The news follows revelations earlier this month that numerous companies are collecting location information from consumers via smartphone apps, often unbeknownst to them, and reselling it. Last week, meanwhile, it also came to light that Amazon employed tracking technology to record the movements of attendees at a recent Amazon Web Services conference.

Using smartphones to spy on students – One of the tools tertiary institutions like Syracuse University are using to monitor students is SpotterEDU, which bills itself as “An automated attendance monitoring and early alerting platform.” Spotter Edu relies on Bluetooth beacons and smartphone apps installed on students’ phones to create detailed data about students’ movements and habits.

SpotterEDU monitors where students spend their time, their class attendance (and whether they habitually arrive late or leave early), and lets administrators, coaches or lecturers contact students directly. For students on scholarships, opting in is obligatory.
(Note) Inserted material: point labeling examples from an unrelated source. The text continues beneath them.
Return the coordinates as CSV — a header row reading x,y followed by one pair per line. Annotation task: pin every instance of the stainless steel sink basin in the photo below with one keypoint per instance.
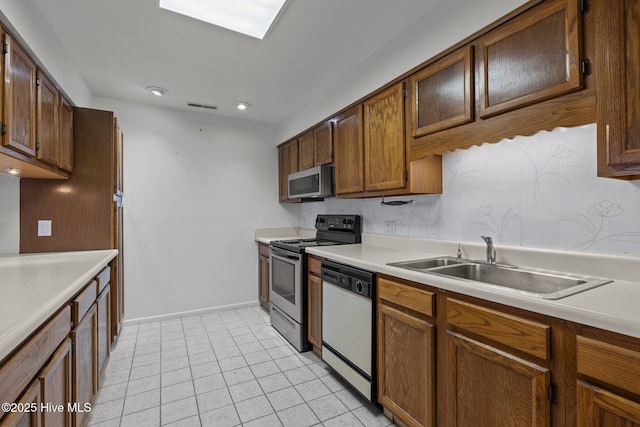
x,y
538,283
429,263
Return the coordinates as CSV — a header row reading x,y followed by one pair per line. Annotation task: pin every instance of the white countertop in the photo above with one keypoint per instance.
x,y
612,307
35,286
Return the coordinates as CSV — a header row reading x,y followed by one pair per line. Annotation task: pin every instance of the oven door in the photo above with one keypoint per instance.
x,y
286,283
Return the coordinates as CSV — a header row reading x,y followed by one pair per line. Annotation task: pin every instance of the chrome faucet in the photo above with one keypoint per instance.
x,y
491,251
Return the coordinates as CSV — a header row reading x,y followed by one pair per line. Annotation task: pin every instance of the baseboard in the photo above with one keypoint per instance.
x,y
200,311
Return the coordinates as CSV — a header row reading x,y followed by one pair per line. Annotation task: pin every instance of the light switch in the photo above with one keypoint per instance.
x,y
44,227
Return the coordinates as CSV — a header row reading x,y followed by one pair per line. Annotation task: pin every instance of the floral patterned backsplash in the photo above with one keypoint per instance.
x,y
540,191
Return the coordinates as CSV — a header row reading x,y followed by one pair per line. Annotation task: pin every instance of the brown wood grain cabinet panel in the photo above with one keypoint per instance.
x,y
618,68
305,151
384,140
535,56
55,382
315,310
598,407
611,364
406,366
65,140
19,99
263,275
26,419
20,369
85,363
520,334
442,94
103,306
323,143
413,298
349,151
488,387
47,121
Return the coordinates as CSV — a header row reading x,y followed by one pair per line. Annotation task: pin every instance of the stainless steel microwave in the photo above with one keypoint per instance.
x,y
314,182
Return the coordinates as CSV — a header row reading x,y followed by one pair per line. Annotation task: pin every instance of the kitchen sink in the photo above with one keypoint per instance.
x,y
538,283
429,263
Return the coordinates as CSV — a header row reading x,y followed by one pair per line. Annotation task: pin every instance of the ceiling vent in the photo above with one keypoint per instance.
x,y
203,106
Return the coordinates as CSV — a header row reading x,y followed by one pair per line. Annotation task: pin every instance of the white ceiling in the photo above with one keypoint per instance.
x,y
122,46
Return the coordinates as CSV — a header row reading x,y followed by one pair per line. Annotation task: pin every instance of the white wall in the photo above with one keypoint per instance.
x,y
540,191
196,188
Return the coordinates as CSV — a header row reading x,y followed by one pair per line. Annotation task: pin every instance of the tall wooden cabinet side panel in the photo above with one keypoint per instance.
x,y
79,222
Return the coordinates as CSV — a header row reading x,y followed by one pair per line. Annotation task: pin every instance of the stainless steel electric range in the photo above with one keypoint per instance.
x,y
288,281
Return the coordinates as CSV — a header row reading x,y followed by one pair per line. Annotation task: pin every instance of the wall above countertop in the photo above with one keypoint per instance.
x,y
539,191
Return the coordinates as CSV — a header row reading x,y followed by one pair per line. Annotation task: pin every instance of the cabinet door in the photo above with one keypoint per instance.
x,y
104,328
263,275
47,121
601,408
19,99
384,140
85,364
32,399
65,141
533,57
518,389
618,70
442,94
55,382
315,310
323,144
349,154
406,361
305,151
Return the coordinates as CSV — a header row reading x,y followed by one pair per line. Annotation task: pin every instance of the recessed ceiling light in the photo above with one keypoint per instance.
x,y
250,17
157,91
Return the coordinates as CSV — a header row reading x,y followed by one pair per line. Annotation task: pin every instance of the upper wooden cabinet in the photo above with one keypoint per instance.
x,y
442,94
305,151
349,154
533,57
65,150
47,121
323,143
618,69
19,115
384,140
287,164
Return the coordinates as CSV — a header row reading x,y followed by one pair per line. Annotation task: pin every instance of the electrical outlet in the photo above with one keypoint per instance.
x,y
44,227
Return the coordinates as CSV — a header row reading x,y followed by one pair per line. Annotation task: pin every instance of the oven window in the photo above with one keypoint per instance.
x,y
283,279
306,185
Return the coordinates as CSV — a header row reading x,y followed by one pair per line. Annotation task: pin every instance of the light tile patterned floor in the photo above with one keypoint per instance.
x,y
226,368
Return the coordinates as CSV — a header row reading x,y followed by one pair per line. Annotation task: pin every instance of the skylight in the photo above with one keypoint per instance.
x,y
250,17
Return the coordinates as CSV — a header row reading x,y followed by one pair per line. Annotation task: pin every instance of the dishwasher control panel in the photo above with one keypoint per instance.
x,y
350,278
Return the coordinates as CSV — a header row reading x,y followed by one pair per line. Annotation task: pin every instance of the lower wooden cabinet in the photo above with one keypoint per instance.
x,y
406,352
263,275
488,387
314,303
608,389
55,383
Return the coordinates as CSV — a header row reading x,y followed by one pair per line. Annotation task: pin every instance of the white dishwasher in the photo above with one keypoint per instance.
x,y
348,325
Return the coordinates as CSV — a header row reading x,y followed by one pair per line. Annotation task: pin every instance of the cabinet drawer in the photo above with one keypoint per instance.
x,y
20,369
617,366
315,265
415,299
521,334
83,302
103,279
263,249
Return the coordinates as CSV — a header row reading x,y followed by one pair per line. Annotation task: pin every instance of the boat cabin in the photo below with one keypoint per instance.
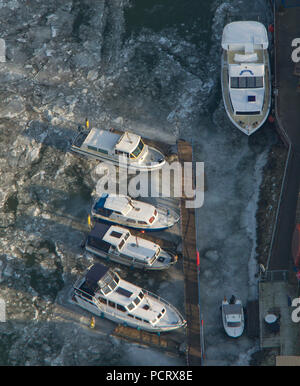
x,y
128,145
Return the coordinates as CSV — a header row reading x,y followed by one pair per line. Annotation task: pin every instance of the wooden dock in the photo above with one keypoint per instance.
x,y
189,251
141,337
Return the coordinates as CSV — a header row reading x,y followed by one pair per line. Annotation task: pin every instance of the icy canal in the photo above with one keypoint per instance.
x,y
152,67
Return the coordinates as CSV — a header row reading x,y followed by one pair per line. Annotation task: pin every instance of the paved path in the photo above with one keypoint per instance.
x,y
287,105
194,354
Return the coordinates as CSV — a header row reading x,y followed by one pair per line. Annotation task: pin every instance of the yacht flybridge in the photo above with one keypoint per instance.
x,y
131,213
122,149
245,74
102,292
117,244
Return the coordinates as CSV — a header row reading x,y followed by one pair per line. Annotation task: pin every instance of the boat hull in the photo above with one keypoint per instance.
x,y
255,121
120,221
232,332
118,162
135,264
117,317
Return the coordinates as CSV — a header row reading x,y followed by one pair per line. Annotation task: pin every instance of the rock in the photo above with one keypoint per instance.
x,y
212,255
13,108
92,75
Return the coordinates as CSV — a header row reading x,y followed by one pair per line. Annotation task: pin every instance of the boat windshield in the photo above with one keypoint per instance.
x,y
137,151
136,301
233,324
246,82
109,282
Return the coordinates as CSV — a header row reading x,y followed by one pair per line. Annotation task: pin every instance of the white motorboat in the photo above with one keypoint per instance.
x,y
245,74
123,210
233,317
115,243
102,292
122,149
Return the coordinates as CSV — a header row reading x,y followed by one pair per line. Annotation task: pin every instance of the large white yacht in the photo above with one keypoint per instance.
x,y
117,244
102,292
122,149
245,74
124,210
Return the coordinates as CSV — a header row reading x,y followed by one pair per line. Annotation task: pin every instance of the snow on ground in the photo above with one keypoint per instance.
x,y
70,61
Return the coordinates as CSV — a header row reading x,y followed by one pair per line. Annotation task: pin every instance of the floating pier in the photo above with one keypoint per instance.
x,y
191,271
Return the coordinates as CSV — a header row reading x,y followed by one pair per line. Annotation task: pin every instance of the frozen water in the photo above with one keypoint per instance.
x,y
127,67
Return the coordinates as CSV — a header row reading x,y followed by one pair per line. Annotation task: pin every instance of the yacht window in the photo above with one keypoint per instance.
x,y
153,258
116,234
111,304
233,324
116,278
137,151
122,153
113,285
102,151
251,82
121,244
121,308
151,219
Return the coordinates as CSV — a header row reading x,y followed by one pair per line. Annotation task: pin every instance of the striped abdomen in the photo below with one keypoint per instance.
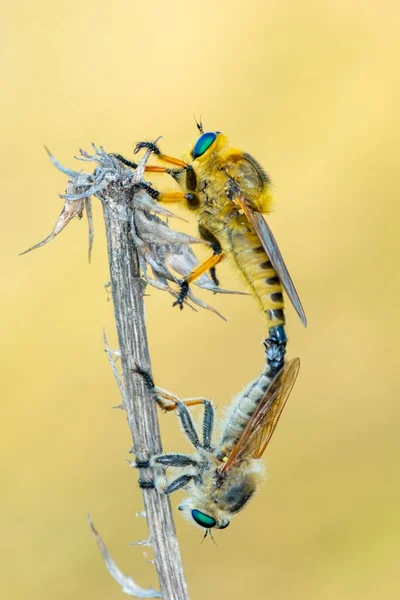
x,y
244,405
253,262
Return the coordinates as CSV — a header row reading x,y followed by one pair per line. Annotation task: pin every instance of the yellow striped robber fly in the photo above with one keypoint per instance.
x,y
229,191
221,477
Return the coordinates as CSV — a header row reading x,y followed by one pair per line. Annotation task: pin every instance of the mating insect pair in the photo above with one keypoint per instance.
x,y
228,190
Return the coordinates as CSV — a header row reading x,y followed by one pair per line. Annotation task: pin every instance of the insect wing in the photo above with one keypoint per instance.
x,y
258,431
270,246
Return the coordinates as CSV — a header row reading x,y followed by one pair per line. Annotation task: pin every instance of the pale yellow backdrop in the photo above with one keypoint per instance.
x,y
311,89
Another popular product from Austin-based Degree Analytics uses campus Wi-Fi to track 200,000 students across 19 educational institutions. The software service creates categories for students depending on their profiles, generates a model of “normal behavior” for each group, and flags those who deviate from it.
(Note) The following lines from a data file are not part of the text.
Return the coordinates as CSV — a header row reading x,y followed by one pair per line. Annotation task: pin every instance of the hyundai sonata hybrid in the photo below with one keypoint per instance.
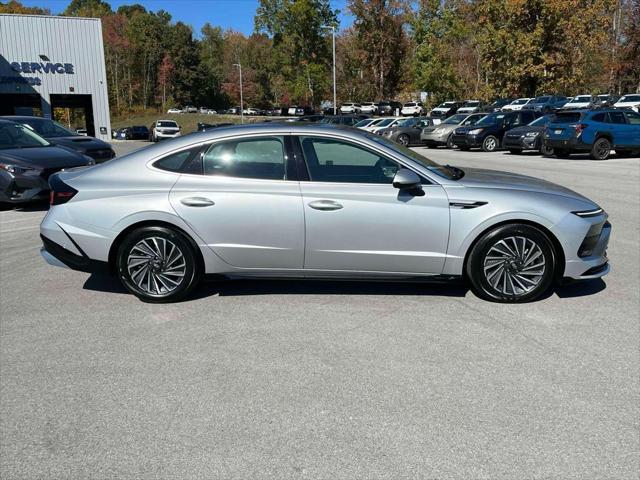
x,y
317,201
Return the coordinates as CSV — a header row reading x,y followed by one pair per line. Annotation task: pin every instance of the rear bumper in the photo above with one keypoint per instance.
x,y
521,142
59,256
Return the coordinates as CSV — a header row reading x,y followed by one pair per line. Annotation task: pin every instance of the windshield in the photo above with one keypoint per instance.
x,y
491,118
363,123
454,120
541,122
385,122
442,171
581,99
407,122
48,128
18,136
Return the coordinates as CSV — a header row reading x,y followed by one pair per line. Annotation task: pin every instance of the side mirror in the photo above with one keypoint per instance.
x,y
408,180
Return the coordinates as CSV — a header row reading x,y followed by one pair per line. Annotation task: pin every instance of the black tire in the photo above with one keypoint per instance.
x,y
490,144
165,284
450,141
601,149
404,140
546,151
510,278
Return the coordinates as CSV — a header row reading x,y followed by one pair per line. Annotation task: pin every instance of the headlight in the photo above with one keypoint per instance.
x,y
589,213
15,169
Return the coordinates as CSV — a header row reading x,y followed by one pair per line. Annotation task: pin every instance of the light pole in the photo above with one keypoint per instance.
x,y
239,65
333,46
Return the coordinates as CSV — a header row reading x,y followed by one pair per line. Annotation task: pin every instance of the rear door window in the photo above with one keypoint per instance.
x,y
330,160
633,118
258,158
616,117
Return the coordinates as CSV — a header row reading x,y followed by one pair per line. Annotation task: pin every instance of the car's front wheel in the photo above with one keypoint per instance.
x,y
511,263
490,144
601,149
157,264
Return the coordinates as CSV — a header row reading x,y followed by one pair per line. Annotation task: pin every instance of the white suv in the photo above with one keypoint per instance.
x,y
412,108
369,107
631,101
516,105
163,129
350,108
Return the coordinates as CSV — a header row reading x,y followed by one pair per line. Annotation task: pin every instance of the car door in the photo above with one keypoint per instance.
x,y
244,201
633,125
356,221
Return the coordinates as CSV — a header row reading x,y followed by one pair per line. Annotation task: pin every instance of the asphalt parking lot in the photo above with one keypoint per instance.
x,y
258,379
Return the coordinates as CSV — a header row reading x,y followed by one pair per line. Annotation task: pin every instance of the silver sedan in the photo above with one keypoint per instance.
x,y
317,201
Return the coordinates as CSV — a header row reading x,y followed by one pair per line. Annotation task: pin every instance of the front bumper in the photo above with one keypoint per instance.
x,y
521,142
466,140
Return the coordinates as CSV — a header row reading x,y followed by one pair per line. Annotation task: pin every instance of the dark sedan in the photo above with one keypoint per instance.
x,y
528,137
488,132
27,160
407,132
58,135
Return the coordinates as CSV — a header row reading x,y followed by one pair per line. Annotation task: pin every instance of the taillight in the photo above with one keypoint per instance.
x,y
60,191
579,128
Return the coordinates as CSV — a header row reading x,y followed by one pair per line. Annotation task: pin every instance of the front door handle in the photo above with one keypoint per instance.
x,y
325,205
197,202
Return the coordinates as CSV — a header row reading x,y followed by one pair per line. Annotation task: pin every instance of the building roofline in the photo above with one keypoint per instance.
x,y
49,16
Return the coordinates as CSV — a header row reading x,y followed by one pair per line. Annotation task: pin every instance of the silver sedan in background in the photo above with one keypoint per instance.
x,y
442,134
317,201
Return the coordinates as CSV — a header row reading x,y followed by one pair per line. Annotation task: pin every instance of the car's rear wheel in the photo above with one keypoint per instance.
x,y
546,150
601,149
511,263
157,264
490,144
450,141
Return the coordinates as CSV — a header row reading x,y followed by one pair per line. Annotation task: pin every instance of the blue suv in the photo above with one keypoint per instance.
x,y
594,131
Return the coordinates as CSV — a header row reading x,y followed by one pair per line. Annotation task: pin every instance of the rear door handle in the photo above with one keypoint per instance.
x,y
325,205
197,202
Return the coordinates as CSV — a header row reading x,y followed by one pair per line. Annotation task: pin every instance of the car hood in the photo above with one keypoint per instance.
x,y
80,143
44,157
480,178
525,129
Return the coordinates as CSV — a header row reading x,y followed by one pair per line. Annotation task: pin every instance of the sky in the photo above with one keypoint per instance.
x,y
233,14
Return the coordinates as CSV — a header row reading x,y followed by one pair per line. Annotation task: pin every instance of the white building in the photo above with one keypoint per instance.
x,y
48,62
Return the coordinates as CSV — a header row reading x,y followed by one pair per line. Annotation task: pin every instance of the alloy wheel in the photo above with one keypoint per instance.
x,y
515,266
156,265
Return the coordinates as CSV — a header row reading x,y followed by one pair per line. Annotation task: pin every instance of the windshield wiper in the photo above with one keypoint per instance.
x,y
457,173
Empowering or infantilizing? – Some educators The Post interviewed expressed reservations about the systems normalizing surveillance and coddling students unnecessarily. Some students, meanwhile, worried about false positives and inaccurate tracking and spoke about the stress the systems cause them, especially when the data they report can jeopardize athletic scholarships, many of which are contingent on stringent attendance and other stipulations.

Finally, as with all surveillance systems, the new raises questions and concerns about what happens when data is leaked, abused by those with access, or trails students long after they’ve graduated. Tracking may bolster attendance numbers, sure, but is that in the best interest of students, or is it the institutions many of them go into debt to attend that benefit most from granular data they can use for marketing and recruitment?